At some temperatures the firmware wasn't 100% reliable to detect if the thermistor was connected or not. And without a connected or unknown state thermistor you shouldn't actually can't turn on a heater.
Also turning on the heater at lower power is kind of risky in case the firmware is buggy and actually powers at 100% for longer period of time.
Here some thought to think about:
To be safe the un-monitored turn-on-time can't exceed the time the most powerfull heater cartridge (yes there are more power full than 40W as also these have tolerances) would reach 70°C at 100%.
But we also need to prevent following scenario:
Writing a value to EEPROM may be an option to count BUT as we don't have any real time after booting up we don't know how long it has been that the printer heated up un monitored.
A 30 minute safety timer to prevent this would be an option. Timer needs to be defined how long a hotend needs to cool down even in warm / hot environment. I am pretty sure users will AGAIN complain, why we put the printer into a COOL DOWN mode.
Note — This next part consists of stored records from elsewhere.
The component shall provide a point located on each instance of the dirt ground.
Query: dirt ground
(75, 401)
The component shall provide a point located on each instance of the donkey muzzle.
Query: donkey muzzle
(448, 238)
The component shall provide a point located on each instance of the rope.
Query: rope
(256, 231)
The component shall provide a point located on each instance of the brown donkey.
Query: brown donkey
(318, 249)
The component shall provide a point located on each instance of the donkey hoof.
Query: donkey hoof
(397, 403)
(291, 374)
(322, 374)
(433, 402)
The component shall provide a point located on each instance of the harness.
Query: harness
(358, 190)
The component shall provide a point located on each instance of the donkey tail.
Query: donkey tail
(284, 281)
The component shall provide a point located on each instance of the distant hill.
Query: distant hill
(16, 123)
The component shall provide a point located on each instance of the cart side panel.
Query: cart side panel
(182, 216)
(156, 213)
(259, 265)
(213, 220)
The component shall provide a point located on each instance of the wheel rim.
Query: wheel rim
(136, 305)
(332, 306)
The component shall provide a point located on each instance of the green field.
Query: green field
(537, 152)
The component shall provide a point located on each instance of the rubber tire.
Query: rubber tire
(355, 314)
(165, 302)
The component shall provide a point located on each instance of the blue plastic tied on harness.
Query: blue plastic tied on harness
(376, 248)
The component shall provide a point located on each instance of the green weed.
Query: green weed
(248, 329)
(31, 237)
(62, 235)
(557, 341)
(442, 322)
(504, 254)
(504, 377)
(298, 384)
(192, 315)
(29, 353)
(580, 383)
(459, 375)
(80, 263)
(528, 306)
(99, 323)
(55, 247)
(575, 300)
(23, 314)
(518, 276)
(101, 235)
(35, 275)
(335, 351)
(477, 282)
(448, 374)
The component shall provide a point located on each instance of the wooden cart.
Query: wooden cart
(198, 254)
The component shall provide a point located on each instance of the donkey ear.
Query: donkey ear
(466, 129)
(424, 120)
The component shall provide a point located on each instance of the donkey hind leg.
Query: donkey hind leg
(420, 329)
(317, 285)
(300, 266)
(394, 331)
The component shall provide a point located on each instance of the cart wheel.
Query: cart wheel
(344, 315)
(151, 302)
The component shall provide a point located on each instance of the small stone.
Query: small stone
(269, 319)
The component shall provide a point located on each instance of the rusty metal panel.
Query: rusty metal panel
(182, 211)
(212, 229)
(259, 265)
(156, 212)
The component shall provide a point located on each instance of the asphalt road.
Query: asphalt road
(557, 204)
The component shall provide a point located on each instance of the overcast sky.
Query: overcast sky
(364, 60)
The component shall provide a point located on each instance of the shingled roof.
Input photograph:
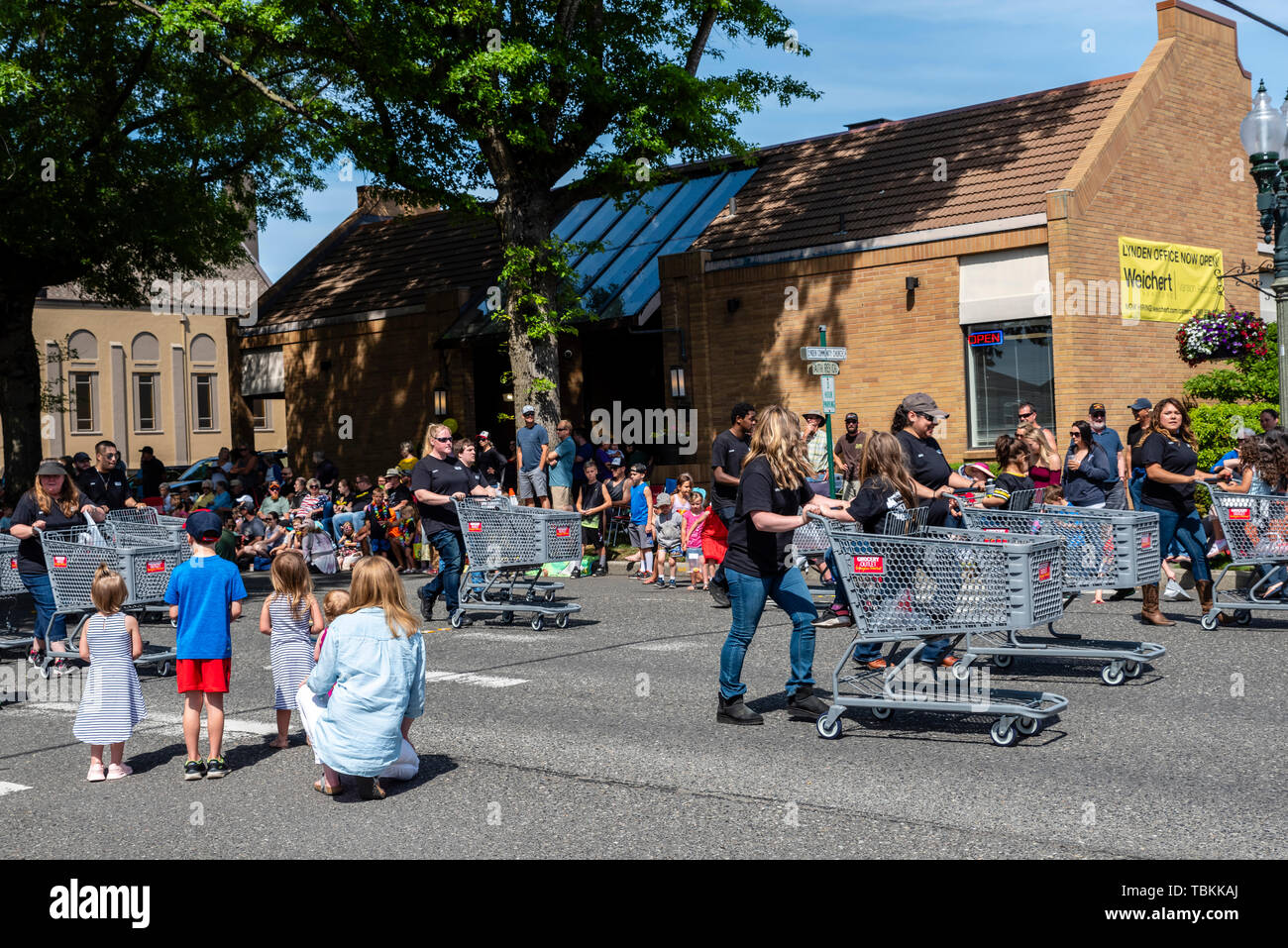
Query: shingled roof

I hope you see the dilemma we have implementing a feature like this.
There have been also ideas to use a dead-man switch where the user has to keep turning the knob to keep the heater on. BUT again someone pointed out that Host printing user will complain that they have to walk to the printer.
In colder climates the printer (MK3) powers up and goes to error min bed temp. After heating the bed with a hot air gun it clears to hot end min temp and after a little heating so does the hot end. It's then all good after a restart.
This is a work around that I have to do every day when I turn on the printers and it's becoming somewhat laborious as overnight my building temperature drops well below the 16c threshold for errors, hence the problem every morning.
I know the threshold is there to detect a sensor failure of either hot end or bed but, on start up can this not run a different parameter?? Something along the lines of;
If hot end and bed values are within 2-3c of each other then allow preheat to commence and once each value is over 16c revert to original safety code.
The fact that the printer locks when the min temp error appears eliminates the possibility to select a preheat to get the machine warming slightly.
It's a small niggle but massively common in colder countries and i believe requires sorting as heating a brilliant printer with a heat gun to get it working isn't ideal.